My feet have to touch the pavement to comp your house. I can't do it from a map on top. That bird's eye view that tells people what the public records recorded is just one piece of data.
I'm not going to tell you everything I do to comp a house, because I don't want to bore you. But for one thing, I'm in the houses on Tuesdays. So every time I walk into a house, whatever that house is telling me goes into my gut, and I'll use it later down the road. If the house isn't right for a client of mine, I still go in there and pay attention and just "feel the house" a bit with my insides so I can file it in my gut for later.
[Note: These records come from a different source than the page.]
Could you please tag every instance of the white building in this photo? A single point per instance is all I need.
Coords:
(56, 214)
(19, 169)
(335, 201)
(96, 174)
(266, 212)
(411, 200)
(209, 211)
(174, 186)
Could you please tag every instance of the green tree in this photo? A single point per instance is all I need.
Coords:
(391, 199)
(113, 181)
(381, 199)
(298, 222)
Then I watch that house on the MLS at night with my headphones on, while the rest of the world is watching Million Dollar Listing (ugh). I watch that house go into escrow, fall out of escrow if that's going to happen, go back in escrow, and then eventually sell. I watch the whole thing. It's like watching a baseball game to me. It relaxes me. The rhythm of this is like the rhythm of a poker table. I can tell by how long it took to go into escrow, and how quickly it goes from looking for backup to pending, and how quickly it sells, everything I need to know about the market. I can tell the whole story of the transaction. It's like watching a movie. If it's moving hot, that tells me one thing. If it's cooling, that tells me another. If you're selling your house, your realtor uses this information when they counsel you about making a price adjustment.
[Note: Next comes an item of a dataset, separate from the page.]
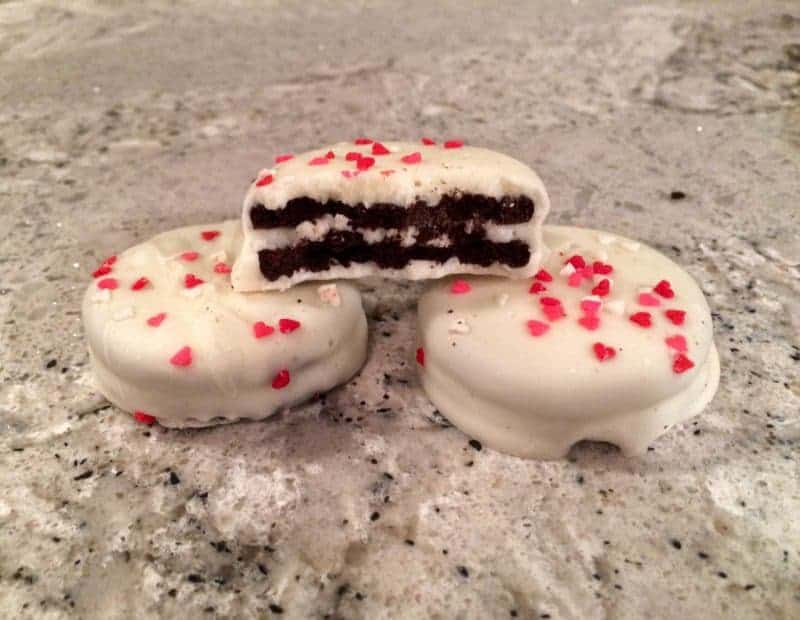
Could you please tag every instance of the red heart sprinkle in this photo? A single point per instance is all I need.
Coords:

These websites... can't do... any of this. Zillow is bird's eye. I'm in the house. Then I eat lunch right there and I take the temperature of the neighborhood. Are there any new cool stores and restaurants? What's going on over there? How is the traffic? Is the traffic getting better or worse? I drive around. I talk to people. I feel it. This is what your good, hard working, local real estate agent does. We are Angelenos and we control our own schedule for the most part, but we are always "tuned in" to what's going on. Those websites can't touch us. Many, many agents don't do this. Most agents probably don't do it. But the good ones do.
Selling houses in L.A.? That's high stakes, no limit all the way. It's flying an airplane. It has so much texture to it, it's fascinating.
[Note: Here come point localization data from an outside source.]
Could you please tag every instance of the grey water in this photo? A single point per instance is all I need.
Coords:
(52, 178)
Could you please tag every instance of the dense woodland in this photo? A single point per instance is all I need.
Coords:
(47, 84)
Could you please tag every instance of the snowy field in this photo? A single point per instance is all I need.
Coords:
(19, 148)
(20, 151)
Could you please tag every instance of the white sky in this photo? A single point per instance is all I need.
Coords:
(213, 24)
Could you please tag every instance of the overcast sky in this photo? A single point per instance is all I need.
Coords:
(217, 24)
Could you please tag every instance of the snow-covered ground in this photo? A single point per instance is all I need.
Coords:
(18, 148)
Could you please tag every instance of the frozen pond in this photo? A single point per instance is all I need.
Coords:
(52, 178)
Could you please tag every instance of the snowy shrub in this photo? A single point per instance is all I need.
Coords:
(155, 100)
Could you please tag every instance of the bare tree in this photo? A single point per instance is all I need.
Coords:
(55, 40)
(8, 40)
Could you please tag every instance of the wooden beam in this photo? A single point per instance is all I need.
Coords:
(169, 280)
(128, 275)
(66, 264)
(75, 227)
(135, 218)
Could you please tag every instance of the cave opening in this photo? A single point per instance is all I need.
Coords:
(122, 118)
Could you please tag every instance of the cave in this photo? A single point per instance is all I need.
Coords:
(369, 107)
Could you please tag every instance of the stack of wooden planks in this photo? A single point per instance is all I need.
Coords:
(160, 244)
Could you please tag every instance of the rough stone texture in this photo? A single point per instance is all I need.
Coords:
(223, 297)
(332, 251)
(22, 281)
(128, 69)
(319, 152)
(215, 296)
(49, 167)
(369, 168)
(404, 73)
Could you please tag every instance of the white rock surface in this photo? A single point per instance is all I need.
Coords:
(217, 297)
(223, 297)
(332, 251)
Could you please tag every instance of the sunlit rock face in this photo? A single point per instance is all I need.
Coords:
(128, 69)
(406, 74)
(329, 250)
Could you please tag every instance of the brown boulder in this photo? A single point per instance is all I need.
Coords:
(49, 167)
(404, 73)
You're at the table, and you're sitting there with your headphones on, and you're just feeling the table tighten up and loosen up. It's all feel. There's nothing I like more. It's no different than watching the real estate market at night with your headphones on. Let's say you have a pair of sevens or something, and there's a flush draw on the board, and the other player is betting into you and putting you up against the wall. What do you do? You take the most base, obvious data (the piece that Zillow can do), and then you use all your tools that you've built up from years in the game. You use your experience and your instincts that you have earned over time at the tables. And you make the call.

For me, houses are cards and cards are houses. It's all the same thing.

Right now? There's no inventory. The table is tight. The interest rates are very low, more people with chips want to get into the game but there's none available. There initials are on the board. It will loosen up, but be patient. Hang tight and be ready to pounce. If you find a house you like, it's a seller's market right now. Bet large or someone's going to come over the top on you.